Guillaume Sylvestre, l’âme russe d’un conte d’été

Provenant du monde du documentaire, le cinéaste et scénariste Guillaume Sylvestre appréhendait un peu le travail avec des acteurs. Il a finalement adoré son expérience.
Photo: Annik MH de Carufel - Le Devoir Provenant du monde du documentaire, le cinéaste et scénariste Guillaume Sylvestre appréhendait un peu le travail avec des acteurs. Il a finalement adoré son expérience.

Une île sur le fleuve Saint-Laurent. Antoine, 14 ans, y passe les vacances estivales avec ses parents, Marie et François. Sa mère est journaliste, son père enseigne la littérature. Dans le chalet d’à côté vivent Geneviève et sa fille Anna. Geneviève, une actrice, est une ancienne flamme de François. Antoine, de son côté, souhaiterait pouvoir un jour en dire autant de l’envoûtante Anna, 17 ans. Mais il y a plus dans 1er amour que ces émois en bourgeons. Chaque personnage est à un stade différent du parcours amoureux.


« Pas une image de femme, pas un fantôme d’amour ne s’était encore présenté nettement à mon esprit ; mais dans tout ce que je pensais, dans tout ce que je sentais, il se cachait un pressentiment à moitié conscient et plein de réticences, la prescience de quelque chose d’inédit, d’infiniment doux et de féminin… Et cette attente s’emparait de tout mon être : je la respirais, elle coulait dans mes veines, dans chaque goutte de mon sang… Elle devait se combler bientôt », peut-on lire dans Premier amour, d’Ivan Tourgueniev, une nouvelle du XIXe siècle à laquelle Guillaume Sylvestre a respectueusement emprunté titre et prémisse.
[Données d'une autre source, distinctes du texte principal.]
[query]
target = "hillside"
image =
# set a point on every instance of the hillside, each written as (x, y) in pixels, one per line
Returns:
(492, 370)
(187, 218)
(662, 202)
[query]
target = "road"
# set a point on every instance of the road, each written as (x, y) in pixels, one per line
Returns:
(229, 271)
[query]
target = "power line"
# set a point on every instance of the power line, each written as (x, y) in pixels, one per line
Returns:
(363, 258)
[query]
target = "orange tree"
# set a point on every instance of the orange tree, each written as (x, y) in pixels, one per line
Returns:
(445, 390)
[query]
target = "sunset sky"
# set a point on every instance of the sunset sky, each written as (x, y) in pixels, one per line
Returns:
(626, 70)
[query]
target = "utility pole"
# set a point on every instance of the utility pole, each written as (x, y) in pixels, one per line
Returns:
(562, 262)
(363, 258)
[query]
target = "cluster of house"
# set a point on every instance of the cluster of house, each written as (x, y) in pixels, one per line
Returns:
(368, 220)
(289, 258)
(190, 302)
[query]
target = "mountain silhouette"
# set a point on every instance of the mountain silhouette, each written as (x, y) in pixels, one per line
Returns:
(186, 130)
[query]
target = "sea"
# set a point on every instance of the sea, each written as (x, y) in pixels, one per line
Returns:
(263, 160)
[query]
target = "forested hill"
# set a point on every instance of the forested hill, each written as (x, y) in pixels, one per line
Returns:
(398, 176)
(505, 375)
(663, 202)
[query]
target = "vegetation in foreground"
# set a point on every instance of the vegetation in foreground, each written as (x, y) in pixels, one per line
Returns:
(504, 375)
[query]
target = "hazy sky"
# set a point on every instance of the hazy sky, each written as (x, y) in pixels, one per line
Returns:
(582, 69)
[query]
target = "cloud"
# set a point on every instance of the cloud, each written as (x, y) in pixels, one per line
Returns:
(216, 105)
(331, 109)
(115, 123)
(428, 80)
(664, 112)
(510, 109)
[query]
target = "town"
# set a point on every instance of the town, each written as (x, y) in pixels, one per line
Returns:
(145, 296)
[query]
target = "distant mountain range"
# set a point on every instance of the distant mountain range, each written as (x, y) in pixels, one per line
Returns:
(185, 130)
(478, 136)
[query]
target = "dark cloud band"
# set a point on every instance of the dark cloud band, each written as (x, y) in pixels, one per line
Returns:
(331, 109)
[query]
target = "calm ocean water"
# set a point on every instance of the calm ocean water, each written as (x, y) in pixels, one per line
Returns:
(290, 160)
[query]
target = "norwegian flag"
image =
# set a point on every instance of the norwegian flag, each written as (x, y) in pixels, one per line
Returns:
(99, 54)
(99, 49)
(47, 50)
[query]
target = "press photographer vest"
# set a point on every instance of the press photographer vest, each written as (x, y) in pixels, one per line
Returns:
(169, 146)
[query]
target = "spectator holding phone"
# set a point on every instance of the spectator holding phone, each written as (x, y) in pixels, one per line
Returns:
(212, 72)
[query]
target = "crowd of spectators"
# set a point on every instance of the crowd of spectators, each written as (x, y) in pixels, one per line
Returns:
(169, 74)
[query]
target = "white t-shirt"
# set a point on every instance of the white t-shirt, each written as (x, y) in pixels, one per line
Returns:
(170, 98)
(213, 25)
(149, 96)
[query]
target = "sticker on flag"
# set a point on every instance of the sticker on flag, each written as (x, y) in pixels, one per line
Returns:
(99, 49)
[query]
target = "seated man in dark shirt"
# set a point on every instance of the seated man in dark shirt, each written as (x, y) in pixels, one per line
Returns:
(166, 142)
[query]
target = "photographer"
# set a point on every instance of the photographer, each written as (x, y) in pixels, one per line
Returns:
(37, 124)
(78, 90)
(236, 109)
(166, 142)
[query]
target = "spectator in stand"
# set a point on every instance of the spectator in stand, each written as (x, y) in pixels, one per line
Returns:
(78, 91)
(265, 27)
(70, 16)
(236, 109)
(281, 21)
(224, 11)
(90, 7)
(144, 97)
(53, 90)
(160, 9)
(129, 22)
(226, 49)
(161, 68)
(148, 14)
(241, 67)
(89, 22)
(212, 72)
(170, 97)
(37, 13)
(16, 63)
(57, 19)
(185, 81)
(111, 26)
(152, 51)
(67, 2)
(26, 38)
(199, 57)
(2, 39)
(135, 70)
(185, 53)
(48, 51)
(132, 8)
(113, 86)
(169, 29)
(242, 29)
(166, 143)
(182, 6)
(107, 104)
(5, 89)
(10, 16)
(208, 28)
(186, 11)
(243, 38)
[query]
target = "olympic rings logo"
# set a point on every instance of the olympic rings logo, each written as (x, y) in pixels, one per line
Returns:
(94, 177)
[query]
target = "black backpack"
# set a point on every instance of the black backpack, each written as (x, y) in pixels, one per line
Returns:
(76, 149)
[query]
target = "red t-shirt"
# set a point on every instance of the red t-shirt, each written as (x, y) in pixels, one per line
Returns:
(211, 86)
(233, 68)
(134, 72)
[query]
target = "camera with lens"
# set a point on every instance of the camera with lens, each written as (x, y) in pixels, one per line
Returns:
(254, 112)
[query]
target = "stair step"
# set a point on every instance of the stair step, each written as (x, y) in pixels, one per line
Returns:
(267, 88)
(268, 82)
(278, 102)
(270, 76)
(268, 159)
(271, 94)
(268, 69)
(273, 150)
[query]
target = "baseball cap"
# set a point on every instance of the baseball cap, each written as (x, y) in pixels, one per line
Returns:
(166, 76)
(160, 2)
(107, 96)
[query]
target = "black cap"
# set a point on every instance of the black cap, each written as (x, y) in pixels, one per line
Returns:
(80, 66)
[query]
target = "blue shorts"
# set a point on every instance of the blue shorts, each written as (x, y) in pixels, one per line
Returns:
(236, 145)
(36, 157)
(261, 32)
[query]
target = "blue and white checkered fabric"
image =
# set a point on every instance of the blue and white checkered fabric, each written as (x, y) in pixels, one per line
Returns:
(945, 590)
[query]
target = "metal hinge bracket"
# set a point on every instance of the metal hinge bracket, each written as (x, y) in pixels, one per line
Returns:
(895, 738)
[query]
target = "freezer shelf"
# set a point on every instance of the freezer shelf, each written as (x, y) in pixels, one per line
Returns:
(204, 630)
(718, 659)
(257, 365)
Pour le reste, le cinéaste et scénariste s’est accordé pleine latitude, une décision heureuse. « Dans le récit original, tous les personnages sont des monstres, explique-t-il tout bas, comme intimidé par sa propre voix. Je ne voulais pas de méchants ; je voulais jouer de nuances. » Après un temps de réflexion, l’auteur reprend : « J’ai lu la nouvelle il y a une dizaine d’années. Je voyais le potentiel d’un film, même s’il ne contient finalement aucune scène tirée de la nouvelle. » Un point de départ, alors ? Un déclencheur ? « C’est ça. J’aimais l’idée d’aborder les débuts du sentiment amoureux chez un garçon qui découvre autant l’amour que le monde, avec tout ce qu’il y a de souterrain dans les rapports humains. C’est l’humanité de ces gens qui m’intéressait. »


Des acteurs inspirés


Ainsi, on se retrouve avec une galerie de protagonistes complexes, humains justement. « J’ai adoré travailler avec les acteurs. Mes expériences précédentes étaient dans le documentaire, alors j’avais certaines appréhensions. Benoît Gouin [François], Macha Grenon [Marie], Marianne Fortier [Anna], Sylvie Boucher [Geneviève] : c’est du monde brillant. Ces nuances que je cherchais à rendre, ils ont su les incarner. »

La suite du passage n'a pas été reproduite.